日本企業や知財実務家にとっても、今回の動きは他人事ではありません。第一に、ASEANの有力生産拠点であるベトナムにおける模倣品対策、税関差止め、ソフトウェア管理、オンライン侵害対応の実効性を、これまで以上に具体的に見直す必要があります。第二に、米国が知財を通商圧力の核として再利用し始めている以上、今後は制度の有無よりも、執行実績、摘発の継続性、当局間協力の具体性が問われやすくなります。

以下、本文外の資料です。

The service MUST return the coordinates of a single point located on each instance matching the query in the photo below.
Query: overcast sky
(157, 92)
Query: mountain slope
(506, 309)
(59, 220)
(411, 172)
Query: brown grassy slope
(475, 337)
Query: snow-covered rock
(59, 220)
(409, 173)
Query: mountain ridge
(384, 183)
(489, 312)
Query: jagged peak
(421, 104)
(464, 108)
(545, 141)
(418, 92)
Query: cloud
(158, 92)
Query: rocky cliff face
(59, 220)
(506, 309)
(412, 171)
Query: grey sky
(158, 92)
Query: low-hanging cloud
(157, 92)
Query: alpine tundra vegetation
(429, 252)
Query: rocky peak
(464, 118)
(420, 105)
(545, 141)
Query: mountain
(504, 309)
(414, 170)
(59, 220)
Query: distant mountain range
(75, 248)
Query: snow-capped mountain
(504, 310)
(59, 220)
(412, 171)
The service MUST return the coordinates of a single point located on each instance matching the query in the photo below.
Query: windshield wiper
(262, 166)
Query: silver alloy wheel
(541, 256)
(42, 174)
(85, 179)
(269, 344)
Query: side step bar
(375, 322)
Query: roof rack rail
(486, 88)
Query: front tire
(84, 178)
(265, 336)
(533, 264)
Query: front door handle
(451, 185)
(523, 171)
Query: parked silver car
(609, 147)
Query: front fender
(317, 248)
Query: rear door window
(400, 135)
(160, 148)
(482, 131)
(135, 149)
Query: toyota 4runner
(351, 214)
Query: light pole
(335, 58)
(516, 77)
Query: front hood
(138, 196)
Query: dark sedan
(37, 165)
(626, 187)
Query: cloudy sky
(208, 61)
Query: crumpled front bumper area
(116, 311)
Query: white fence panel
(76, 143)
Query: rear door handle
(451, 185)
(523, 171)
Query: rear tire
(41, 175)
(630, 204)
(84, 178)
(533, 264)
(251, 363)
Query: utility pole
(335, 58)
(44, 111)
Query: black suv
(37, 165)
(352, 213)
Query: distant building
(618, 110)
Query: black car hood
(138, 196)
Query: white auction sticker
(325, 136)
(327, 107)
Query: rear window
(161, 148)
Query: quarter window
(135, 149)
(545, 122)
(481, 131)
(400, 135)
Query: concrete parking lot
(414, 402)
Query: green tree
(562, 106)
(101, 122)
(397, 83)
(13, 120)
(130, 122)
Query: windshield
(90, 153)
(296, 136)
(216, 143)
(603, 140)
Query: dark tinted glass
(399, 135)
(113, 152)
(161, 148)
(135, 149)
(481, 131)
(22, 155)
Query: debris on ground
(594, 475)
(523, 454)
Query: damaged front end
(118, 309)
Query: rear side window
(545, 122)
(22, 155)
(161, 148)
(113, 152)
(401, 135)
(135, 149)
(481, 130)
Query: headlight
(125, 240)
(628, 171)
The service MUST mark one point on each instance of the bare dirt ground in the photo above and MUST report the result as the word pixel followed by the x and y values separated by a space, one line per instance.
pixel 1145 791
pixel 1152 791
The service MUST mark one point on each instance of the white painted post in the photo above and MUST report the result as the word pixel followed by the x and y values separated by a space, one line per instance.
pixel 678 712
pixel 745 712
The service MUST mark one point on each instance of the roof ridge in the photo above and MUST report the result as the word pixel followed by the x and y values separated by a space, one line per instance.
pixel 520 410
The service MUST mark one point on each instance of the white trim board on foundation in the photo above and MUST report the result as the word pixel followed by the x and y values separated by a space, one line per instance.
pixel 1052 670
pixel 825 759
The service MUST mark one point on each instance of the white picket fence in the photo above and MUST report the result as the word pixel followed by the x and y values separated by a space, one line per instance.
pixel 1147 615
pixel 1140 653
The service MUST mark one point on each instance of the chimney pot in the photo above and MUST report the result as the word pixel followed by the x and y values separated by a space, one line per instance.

第三に、ベトナム側が協議継続の意思を明確に示している以上、直ちに全面対立へ進むとは限りませんが、今後30日以内のUSTRの判断は、対ベトナム事業のリスク評価において注視すべき節目になります。

結論

今回のニュースの本質は、ベトナムが知財保護に努力していると主張していることと、米国がその努力をなお不十分だとみなしていることの食い違いにあります。しかし、より大きな構図で見れば、これは米国が知財問題を再び通商交渉の強い圧力手段として使い始めた局面だと理解するのが適切です。ベトナムの側は対決ではなく調整を選んでいますが、問題の重みが軽いという意味ではありません。むしろ、知財の執行実効性が、いまや投資環境、デジタル経済、そして通商関係全体の信頼性を測る指標になっていることを、今回の一件は端的に示しているといえます。今後の焦点は、USTRが実際に301条調査へ進むのか、そしてその前にベトナムがどこまで具体的な改善姿勢を示せるのかにあります。